Nikos Mavrogiannopoulos
nmav at gnutls.org
Fri Dec 19 11:10:15 CET 2014
On Fri, 2014-12-19 at 11:03 +0200, Jaak Ristioja wrote:
> On 17.12.2014 14:55, Nikos Mavrogiannopoulos wrote:
> > Thanks. I've applied everything except the 2/4. While allowed in C99, I
> > prefer to define variables in the beginning of the function. I've also
> > committed an overflow check in 32-bit systems.
>
> In my opinion, commit 8b592bc ("Added 32-bit overflow protection in
> _gnutls_buffer_append_data()") only fixes some overflows present in
> _gnutls_buffer_append_data().

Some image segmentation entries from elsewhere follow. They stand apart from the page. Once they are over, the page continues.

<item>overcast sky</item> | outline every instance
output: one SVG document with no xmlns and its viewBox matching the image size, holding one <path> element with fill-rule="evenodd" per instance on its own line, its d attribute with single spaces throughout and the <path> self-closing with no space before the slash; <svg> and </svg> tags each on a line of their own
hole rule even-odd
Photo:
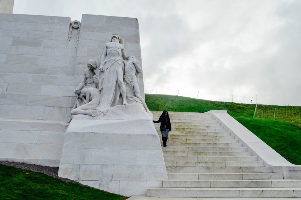
<svg viewBox="0 0 301 200">
<path fill-rule="evenodd" d="M 301 1 L 15 0 L 14 13 L 135 17 L 146 93 L 301 105 Z"/>
</svg>

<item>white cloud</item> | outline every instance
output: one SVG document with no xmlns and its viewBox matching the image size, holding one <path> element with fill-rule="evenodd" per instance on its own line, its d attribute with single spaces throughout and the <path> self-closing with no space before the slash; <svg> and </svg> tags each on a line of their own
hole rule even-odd
<svg viewBox="0 0 301 200">
<path fill-rule="evenodd" d="M 138 18 L 146 92 L 299 105 L 300 10 L 297 0 L 15 0 L 14 12 Z"/>
</svg>

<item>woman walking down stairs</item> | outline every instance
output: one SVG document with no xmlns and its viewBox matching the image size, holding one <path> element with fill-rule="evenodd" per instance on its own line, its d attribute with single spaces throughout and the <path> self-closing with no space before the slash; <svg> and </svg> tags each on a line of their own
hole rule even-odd
<svg viewBox="0 0 301 200">
<path fill-rule="evenodd" d="M 162 148 L 169 180 L 147 196 L 301 197 L 301 180 L 273 172 L 210 114 L 169 112 L 173 131 Z"/>
</svg>

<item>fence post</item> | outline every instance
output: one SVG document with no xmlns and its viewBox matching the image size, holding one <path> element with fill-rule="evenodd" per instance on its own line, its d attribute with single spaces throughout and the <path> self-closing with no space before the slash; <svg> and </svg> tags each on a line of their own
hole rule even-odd
<svg viewBox="0 0 301 200">
<path fill-rule="evenodd" d="M 256 105 L 255 106 L 255 110 L 254 111 L 254 114 L 253 116 L 253 118 L 255 118 L 255 115 L 256 114 L 256 110 L 257 109 L 257 104 L 256 104 Z"/>
</svg>

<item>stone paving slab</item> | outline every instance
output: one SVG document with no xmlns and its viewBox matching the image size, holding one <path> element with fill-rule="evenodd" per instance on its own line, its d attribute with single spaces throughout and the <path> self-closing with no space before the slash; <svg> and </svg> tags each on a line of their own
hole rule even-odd
<svg viewBox="0 0 301 200">
<path fill-rule="evenodd" d="M 146 196 L 133 196 L 128 200 L 300 200 L 301 198 L 193 198 L 182 197 L 149 197 Z"/>
</svg>

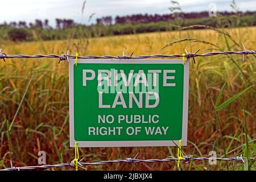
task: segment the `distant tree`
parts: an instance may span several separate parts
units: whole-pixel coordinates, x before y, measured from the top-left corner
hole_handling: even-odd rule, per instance
[[[27,23],[26,22],[19,22],[19,24],[18,24],[18,27],[19,28],[27,28]]]
[[[56,27],[57,29],[61,28],[62,20],[60,19],[56,19]]]
[[[43,28],[43,22],[39,19],[36,19],[35,26],[36,28]]]
[[[50,29],[51,27],[49,26],[49,20],[47,19],[44,20],[44,28]]]
[[[28,35],[28,32],[23,28],[14,28],[8,32],[9,39],[15,42],[26,40]]]

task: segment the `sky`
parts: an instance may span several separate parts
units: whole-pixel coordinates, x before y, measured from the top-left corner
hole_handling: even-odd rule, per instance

These statements may still overflow:
>
> size_t const tot_len = data_size + dest->length;
>
> size_t const new_len =
> MAX(data_size, MIN_CHUNK) + MAX(dest->max_length,
> MIN_CHUNK);
They will, but the check below will detect it and return an error.
> Although unlikely on x86_64, they are still an issue.
I don't believe it makes sense to even try to detect such long buffers.
gnutls_record_send() is not supposed to be used with gigabytes of data,
nor petabytes or more.
> I'm too lazy to lookup the x86_64 ABI, but on my 64-bit Linux machine
> sizeof(int) is 4 and sizeof(size_t) is 8. Hence we still have a problem
> with _gnutls_buffer_append_data, because its return type is signed int.
> This means that the statement
> return tot_len;
I've switched it to return 0 (success), instead of the sent data. Its
return value was not interpreted by any of its callers.
> Therefore we had to drop support for gnutls_record_cork() and
> gnutls_record_uncork() because it is still unreliable when buffering
> more than 2^31-1 bytes of data on 64-bit platforms.
Why would you need to buffer such large amount of data? I don't believe
it would speed up much given the small packet size of TLS.